# Churchill Tank WW2



## tomahawk6 (6 Jan 2018)

National Interest has a great article about the Churchill tank,its variations and various other bits of knowledge that I wasnt aware of.I thought there might be of interest.

http://nationalinterest.org/blog/the-buzz/the-churchill-tank-one-the-best-world-war-ii-23929


----------



## NavyShooter (7 Jan 2018)

The Tank Museum has a series of "Tank Chats" about various AFV's in their collection.

Here's the Churchill one:

https://www.youtube.com/watch?v=_aoGDNPjg8M


----------



## tomahawk6 (7 Jan 2018)

Very nice contribution Navy Shooter.


----------



## NavyShooter (7 Jan 2018)

They also have an ongoing series called "Matilda Diaries" as they're refurbing (one of) their Matilda Tank(s.)


I got to go to Tank-Fest 2016, which was pretty damn amazing.


----------



## tomahawk6 (7 Jan 2018)

Very nice  8)


----------



## NavyShooter (7 Jan 2018)

Here's a few of the photos:


----------



## Colin Parkinson (8 Jan 2018)

Here is a good video https://www.youtube.com/watch?v=yc78EZqHA3U


----------



## daftandbarmy (8 Jan 2018)

Colin P said:
			
		

> Here is a good video https://www.youtube.com/watch?v=yc78EZqHA3U



My Dad was a big fan of the flame throwing Churchill tanks - the Crocodiles. The artillery would apparently cover them as they walked them into close range, and they would fire a 'warning shot' to give the Germans time to reconsider their cause. Mostly, they came out fast, with their hands up. 

He was happy to note that the SS usually refused, which is why he never liked the smell of pork roast after he returned from WW2.


----------



## Old Sweat (8 Jan 2018)

There is an account of the capture of May-sur-Orne on 8 August 1944 by the FMR supported by a squadron of Churchill Crocodiles on p. 229-230 of No Holding Back. The report by the chemical weapons staff at 2nd Canadian Corps included "the objective was gained without difficulty. A few enemy wounded were captured. Apparently the enemy ceased all resistance and withdrew when the flame action commenced."


----------



## Rifleman62 (8 Jan 2018)

The first photo is from from Juno Beach I believe.

Read this book years ago and would like to reread.

https://www.amazon.com/Flame-Thrower-Andrew-Wilson/dp/0553245333



> synopsis back-cover
> 
> FLAME THROWER - ANDREW WILSON
> 
> ...




http://ww2f.com/threads/churchill-crocodile-tanks-and-the-ss.3974/

*Unit history of 79th (Armoured) Division 1944-45*

_Churchill Crocodiles_

Churchill Crocodiles were issued to 141st Regiment, Royal Armoured Corps (RAC), formerly an infantry battalion of the Buffs (East Kent Regiment), under the command of Lieutenant Colonel H.Waddell.
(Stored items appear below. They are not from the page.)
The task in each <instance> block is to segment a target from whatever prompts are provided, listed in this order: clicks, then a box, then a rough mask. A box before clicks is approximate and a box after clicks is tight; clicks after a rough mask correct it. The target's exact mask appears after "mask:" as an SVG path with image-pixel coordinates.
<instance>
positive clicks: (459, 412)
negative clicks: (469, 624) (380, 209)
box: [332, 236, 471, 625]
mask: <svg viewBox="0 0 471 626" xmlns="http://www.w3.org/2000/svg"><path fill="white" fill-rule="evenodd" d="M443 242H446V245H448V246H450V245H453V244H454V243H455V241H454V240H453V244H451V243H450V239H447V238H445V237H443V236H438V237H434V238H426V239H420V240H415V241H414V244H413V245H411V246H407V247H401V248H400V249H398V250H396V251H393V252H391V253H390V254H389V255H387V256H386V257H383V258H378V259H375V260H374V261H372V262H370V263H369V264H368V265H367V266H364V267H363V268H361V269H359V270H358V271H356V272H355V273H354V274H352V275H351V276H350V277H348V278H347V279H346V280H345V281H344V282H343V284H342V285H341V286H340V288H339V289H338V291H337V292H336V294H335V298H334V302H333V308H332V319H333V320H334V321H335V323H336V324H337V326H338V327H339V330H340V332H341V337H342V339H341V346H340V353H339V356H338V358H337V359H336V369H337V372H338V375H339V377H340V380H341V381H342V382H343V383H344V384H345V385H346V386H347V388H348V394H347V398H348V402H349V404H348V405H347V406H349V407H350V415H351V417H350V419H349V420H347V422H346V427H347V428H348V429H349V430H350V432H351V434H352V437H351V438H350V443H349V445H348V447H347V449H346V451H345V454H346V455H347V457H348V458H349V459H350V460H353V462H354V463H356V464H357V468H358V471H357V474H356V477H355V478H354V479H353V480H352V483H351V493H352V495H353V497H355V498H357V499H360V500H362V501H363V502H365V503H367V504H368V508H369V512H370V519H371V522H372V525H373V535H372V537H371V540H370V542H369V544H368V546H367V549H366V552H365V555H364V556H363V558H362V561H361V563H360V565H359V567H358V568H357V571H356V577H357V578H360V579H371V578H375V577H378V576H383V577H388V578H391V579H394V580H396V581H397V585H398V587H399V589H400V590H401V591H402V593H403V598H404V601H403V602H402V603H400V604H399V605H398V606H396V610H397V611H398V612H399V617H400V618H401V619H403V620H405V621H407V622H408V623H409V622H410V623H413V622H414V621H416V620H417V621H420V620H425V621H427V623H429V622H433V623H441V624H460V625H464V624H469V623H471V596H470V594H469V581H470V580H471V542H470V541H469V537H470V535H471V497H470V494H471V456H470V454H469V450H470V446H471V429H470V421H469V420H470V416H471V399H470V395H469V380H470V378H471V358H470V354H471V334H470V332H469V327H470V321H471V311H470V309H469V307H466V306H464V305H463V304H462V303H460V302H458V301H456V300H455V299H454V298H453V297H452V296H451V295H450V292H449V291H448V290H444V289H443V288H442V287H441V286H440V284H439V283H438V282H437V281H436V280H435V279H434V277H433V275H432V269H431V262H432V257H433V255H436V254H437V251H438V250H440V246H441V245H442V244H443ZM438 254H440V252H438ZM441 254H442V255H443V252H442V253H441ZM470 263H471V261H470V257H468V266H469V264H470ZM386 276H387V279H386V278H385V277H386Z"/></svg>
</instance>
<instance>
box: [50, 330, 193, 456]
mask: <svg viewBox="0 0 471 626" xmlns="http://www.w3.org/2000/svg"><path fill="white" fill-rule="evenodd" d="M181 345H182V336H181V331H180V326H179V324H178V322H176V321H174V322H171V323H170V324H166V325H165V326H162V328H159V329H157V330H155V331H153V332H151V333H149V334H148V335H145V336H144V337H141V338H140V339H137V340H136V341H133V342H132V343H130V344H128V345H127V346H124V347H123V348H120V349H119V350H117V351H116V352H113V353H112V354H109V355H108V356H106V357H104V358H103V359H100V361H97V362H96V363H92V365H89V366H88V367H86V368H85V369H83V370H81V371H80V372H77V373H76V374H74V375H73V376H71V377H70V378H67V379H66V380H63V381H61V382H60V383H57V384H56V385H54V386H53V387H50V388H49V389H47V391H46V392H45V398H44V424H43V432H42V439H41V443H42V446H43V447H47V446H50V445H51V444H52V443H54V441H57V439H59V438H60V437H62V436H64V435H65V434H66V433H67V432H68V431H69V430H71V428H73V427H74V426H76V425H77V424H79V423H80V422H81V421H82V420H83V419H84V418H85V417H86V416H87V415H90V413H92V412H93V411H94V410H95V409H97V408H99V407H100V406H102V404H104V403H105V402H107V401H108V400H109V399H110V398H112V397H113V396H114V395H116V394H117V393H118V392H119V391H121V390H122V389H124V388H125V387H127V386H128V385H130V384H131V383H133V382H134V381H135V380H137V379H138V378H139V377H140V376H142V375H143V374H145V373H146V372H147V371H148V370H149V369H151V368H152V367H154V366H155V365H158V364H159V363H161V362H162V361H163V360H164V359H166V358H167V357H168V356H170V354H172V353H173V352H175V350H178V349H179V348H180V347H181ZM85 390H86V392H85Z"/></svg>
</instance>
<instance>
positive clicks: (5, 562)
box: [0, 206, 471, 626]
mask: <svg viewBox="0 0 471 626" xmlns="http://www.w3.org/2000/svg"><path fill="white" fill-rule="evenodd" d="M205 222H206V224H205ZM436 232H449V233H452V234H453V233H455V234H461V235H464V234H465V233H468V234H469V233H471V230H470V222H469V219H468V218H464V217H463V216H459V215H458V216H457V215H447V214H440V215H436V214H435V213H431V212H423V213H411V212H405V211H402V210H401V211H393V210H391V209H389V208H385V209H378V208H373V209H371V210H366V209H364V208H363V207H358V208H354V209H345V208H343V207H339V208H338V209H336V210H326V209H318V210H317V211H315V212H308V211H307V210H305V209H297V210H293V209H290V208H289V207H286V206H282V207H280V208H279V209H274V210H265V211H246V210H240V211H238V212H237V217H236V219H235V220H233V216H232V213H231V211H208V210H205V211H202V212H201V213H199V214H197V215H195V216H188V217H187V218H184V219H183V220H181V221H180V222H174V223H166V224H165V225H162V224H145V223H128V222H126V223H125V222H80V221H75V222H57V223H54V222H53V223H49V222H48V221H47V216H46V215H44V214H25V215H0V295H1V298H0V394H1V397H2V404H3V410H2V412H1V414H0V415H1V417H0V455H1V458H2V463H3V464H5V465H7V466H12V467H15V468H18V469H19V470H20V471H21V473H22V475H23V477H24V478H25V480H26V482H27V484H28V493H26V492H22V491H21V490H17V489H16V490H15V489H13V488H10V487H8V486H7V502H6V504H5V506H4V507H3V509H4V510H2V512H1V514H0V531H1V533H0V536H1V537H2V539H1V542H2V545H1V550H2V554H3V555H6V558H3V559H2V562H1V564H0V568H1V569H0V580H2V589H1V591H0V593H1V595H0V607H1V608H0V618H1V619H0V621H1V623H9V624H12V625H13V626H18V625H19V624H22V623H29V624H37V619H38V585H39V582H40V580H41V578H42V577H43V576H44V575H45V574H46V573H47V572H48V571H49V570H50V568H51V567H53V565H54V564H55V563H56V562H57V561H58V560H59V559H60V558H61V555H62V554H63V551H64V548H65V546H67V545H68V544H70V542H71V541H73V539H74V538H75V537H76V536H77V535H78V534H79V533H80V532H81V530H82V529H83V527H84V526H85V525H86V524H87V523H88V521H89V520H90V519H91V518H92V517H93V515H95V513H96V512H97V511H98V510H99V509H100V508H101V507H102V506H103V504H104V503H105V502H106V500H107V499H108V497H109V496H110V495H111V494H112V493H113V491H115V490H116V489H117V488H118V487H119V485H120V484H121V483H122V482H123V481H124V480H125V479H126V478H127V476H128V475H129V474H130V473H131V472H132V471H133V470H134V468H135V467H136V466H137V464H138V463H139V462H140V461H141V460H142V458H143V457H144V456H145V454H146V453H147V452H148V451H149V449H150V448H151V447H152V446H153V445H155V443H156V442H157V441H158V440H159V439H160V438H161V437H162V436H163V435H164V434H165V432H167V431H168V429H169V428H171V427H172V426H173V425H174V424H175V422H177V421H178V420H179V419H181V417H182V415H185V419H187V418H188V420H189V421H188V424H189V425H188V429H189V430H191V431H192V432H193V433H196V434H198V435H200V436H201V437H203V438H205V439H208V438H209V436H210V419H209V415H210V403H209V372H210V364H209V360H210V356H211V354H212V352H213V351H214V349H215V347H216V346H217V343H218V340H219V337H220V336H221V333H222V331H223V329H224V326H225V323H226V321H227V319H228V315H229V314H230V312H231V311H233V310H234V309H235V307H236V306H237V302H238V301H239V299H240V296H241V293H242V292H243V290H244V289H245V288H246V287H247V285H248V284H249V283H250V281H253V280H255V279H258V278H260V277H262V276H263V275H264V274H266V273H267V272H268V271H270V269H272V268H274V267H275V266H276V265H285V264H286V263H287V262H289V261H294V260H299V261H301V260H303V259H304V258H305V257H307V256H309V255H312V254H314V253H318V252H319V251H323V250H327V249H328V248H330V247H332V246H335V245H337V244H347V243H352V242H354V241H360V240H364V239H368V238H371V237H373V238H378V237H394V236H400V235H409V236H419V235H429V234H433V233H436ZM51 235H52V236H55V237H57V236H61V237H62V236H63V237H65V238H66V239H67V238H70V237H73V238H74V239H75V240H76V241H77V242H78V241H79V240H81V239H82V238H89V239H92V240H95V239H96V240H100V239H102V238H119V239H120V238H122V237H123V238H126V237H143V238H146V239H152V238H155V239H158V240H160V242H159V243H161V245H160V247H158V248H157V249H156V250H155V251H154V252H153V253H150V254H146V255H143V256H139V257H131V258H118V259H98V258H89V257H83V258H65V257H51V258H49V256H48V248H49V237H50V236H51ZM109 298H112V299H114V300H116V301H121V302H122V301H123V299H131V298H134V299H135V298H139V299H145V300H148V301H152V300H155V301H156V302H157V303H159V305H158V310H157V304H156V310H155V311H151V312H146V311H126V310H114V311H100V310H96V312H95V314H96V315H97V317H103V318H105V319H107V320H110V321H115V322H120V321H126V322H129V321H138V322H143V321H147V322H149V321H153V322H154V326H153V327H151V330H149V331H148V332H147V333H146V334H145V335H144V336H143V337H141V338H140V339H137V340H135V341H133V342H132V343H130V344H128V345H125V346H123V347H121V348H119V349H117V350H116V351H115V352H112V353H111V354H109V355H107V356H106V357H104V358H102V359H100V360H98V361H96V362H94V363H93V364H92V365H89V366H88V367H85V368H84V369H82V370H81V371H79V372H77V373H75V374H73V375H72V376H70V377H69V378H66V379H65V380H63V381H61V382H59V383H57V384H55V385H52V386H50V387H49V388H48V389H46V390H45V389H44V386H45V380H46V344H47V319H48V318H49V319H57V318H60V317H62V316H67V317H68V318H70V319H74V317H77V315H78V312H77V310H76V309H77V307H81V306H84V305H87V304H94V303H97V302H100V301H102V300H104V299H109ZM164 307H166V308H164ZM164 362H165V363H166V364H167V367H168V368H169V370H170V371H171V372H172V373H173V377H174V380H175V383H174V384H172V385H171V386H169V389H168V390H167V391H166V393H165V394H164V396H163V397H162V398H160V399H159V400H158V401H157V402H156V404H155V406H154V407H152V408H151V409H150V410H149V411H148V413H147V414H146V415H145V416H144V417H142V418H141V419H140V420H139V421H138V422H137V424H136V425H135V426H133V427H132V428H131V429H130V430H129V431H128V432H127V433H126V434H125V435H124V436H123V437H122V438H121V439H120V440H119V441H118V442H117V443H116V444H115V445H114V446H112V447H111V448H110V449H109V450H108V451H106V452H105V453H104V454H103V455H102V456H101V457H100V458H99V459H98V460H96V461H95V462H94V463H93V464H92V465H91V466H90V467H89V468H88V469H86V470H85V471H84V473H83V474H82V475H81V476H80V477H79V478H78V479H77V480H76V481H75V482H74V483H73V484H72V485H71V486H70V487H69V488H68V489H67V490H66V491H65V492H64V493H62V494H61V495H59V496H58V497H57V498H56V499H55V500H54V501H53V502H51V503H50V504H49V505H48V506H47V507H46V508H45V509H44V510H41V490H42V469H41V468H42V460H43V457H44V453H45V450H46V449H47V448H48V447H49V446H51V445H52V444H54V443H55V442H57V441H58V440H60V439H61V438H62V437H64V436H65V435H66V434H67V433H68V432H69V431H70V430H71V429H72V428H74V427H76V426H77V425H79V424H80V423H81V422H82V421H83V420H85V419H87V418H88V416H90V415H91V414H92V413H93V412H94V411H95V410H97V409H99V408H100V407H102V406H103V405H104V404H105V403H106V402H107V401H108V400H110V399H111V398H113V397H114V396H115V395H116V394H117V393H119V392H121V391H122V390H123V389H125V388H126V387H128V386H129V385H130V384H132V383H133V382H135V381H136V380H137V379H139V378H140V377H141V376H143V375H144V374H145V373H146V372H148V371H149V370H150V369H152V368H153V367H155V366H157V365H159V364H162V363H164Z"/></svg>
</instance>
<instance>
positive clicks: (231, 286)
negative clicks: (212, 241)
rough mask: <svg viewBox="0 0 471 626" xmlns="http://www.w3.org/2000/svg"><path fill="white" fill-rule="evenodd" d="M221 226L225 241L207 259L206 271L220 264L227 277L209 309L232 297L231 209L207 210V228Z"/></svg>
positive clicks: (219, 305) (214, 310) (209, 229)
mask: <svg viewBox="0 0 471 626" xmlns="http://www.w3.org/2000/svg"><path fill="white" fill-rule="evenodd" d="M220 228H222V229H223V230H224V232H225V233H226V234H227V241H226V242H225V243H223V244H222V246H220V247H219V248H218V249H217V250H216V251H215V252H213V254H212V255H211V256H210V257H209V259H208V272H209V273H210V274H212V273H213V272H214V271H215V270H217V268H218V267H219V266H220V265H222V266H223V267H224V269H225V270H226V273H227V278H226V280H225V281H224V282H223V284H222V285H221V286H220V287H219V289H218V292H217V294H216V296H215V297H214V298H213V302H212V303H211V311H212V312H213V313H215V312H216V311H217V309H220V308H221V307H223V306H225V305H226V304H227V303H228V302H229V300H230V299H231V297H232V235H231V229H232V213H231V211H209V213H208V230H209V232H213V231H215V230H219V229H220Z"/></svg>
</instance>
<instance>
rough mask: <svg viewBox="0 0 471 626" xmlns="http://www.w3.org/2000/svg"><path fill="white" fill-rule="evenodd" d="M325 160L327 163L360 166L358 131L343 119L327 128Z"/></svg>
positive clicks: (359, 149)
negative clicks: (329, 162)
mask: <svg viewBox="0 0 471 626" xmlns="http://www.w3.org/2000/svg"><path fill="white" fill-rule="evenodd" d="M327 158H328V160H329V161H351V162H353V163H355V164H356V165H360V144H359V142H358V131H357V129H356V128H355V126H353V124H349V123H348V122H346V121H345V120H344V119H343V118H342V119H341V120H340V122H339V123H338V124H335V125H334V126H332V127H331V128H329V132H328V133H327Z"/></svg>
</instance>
They formed part of 31st Armoured Brigade, 79th (Armoured) Division.

The unit did not take part in D Day, and joined the division in the Bridgehead on 20th June 1944. Their first action was at Crepon, when 2 Crocodiles under Lieutenant J.W.G.Sherman supported C Squdaron Westminster Dragoons; there were no casualties.

Tank casualties to the unit were as follows:

June 1944 – nil.
July 1944 – 8.
August 1944 – 5.
September 1944 – 7.
October 1944 – 3.
November 1944 – 3.
December 1944 – nil.
January 1945 – 9.
February 1945 – 1.
March 1945 – 1.
April 1945 – 1.

In personnel they had 28 killed, 104 wounded and 36 missing.

From September 1944, 1st Fife & Forfar Yeomanry joined the division and were also equipped with Crocodiles. Their tank losses were:

October 1944 – 1.
November 1944 – 3.
December 1944 – nil.
January 1945 – 2.
February 1945 – 3.
March 1945 – 2.
April 1945 – 1.

In personnel they had 13 killed, 41 wounded and 9 missing.

7th Royal Tank Regiment joined the division in February 1945 and were again also equipped with Crocodiles.

They lost 3 tanks in April 1945, had 4 men killed, and 15 wounded.

The number of missing, particularly for 141 RAC is surprising; but it might refer to crews killed in a brewed Crocodile whose bodies were not recoverable.

There is no account in the divisional history of any Crocodiles being overrun by the enemy; most were KO’d by shell-fire, tank fire and mines.

BUT, same link: From the book Flame Thrower’ 





> “[The] armoured cars had met an advancing SS division. There had been a battle, and after many days the SS had been pushed back to a ridge a few miles inland… two days before Harvey had gone in with an attack and lost a track as he milled about on the objective. It was a simple repair. But as he did it a counter-attack came in and the rest of the squadron was forced to fall back. Now, that morning, the squadron had helped to retake the place. They found Harvey’s tank and the tools laid out on the ground around it. Harvey and his crew had been lined up against a farmhouse wall and shot… would they shoot all captured Crocodile crews from now on?” (p.59-60)


----------